Franco-American ‘tit for tat’

But the concept of “strategic autonomy” that Macron discussed in his Le Grand Continent interview encompasses much more than defense; he also focused on avoiding dependence on American or Chinese technology and protecting European companies from the arms of the American legal system from the hegemony of the dollar.

“Looking at it in this broad sense, there is much more support across Europe for this idea of ​​strategic autonomy,” said Pierre Vimont, French ambassador to the United States from 2007 to 2010, now a senior colleague at Carnegie Europe.

France imposes its sovereignty on large technology companies by imposing a tax on digital services after years of complaining that they pay little tax on their European profits – with authorities demanding millions of euros last week from Amazon and Facebook. In July, the United States promised to respond to such a tax with a 25 percent duty of $ 1.3 billion (€ 1.1 billion) on French luxury goods.

Several other European countries, including the United Kingdom, are expected to introduce similar technical taxes in the following year, despite US threats.

Democrats as well as Republicans insist that European countries must continue with the OECD (Organization for Economic Co-operation and Development) negotiations on a multilateral tax agreement – despite the US pulling out in June after a long dead end. Taxes on big tech’s French revenue are an “escalation toward U.S. employers,” Ron Wyden, the Senate’s highest-ranking Democrat in the finance committee, told the Financial Times last week.

For Macron, US escalation against French companies is the problem. France’s largest bank, BNP Paribas, had to pay a record $ 9 billion (€ 6.6 billion) in 2014 for violating US sanctions against Cuba, Sudan and Iran. “The extraterritoriality of the dollar” is a “deprivation of our sovereignty,” the French president told Le Grand Continent.

“It’s definitely been a tit for tat,” Thompson said. “The more French banks have been fined, the stronger the French have become on digital taxes on Amazon. And I think that dynamic does not disappear under Biden. ”

“Convergence over China”?

However, an intense bipartisan consensus in Washington considers China – not Europe – as its antagonist of technology and trade.

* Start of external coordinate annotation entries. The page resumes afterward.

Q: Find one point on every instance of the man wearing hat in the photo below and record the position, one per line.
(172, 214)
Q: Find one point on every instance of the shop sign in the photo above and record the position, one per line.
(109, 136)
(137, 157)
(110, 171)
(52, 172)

On the other side of the Atlantic, Macron emphasized in his Le Grand Continent interview that what he said about the need for European independence from the United States was even “truer” when it came to China, when he rejected Beijing’s “game” “plays down values ​​and principles” .

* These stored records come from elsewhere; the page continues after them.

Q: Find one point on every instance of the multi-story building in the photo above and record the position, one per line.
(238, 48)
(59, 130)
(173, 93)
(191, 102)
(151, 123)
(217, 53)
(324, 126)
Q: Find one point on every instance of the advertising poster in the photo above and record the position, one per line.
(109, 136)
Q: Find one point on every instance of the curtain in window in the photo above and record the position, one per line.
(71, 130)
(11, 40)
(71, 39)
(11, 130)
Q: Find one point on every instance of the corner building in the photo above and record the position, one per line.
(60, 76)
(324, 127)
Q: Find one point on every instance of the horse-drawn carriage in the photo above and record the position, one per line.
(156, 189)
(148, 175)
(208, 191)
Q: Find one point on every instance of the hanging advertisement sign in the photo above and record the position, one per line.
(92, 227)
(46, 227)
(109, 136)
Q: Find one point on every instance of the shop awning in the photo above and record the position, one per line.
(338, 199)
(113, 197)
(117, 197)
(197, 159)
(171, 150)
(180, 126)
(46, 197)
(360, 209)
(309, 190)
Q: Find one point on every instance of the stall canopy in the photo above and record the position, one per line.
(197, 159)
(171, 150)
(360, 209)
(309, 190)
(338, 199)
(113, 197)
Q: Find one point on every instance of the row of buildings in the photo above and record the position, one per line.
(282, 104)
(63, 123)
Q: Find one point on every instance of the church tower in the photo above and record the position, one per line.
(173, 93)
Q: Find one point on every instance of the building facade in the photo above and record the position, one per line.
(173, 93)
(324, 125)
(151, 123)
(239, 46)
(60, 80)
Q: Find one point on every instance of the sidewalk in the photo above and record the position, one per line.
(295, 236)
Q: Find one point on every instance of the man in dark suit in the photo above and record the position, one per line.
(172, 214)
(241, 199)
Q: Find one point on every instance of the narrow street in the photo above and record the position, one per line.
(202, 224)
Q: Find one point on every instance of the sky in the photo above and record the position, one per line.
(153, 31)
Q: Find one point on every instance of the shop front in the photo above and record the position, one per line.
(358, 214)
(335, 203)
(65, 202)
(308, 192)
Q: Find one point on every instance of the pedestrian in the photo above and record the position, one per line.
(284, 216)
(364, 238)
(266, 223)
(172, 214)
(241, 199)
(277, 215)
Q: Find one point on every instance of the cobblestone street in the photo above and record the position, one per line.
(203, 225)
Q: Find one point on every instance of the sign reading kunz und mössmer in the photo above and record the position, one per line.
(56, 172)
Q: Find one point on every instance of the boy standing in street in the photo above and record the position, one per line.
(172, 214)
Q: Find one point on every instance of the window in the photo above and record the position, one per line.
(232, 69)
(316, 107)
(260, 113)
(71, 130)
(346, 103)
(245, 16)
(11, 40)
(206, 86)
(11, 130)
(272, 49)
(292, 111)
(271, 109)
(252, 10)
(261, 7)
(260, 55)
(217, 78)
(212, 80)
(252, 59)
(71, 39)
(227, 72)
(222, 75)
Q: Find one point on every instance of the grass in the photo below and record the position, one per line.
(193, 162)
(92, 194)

The EU envisages that Biden will work for “close cooperation on China and the challenges it poses in terms of unfair trade practices, security and other issues where we both have concerns”, wrote EU High Representative for Foreign Affairs Josep Borrell in a blog post in early November.

“We have already seen convergence between the United States and the European Union over China over the last twelve to eighteen months,” Quencez said. “Covid-19 has already accelerated this convergence, and working on a common China strategy could be a kind of glue in the transatlantic partnership for many years to come.”

“Europe is not being challenged by American technology companies but by Chinese companies under the authoritarian control of the Communist Party,” Kleine-Brockhoff added. “Therefore, we should try to build powerful technical platforms within a Western, not a European framework.”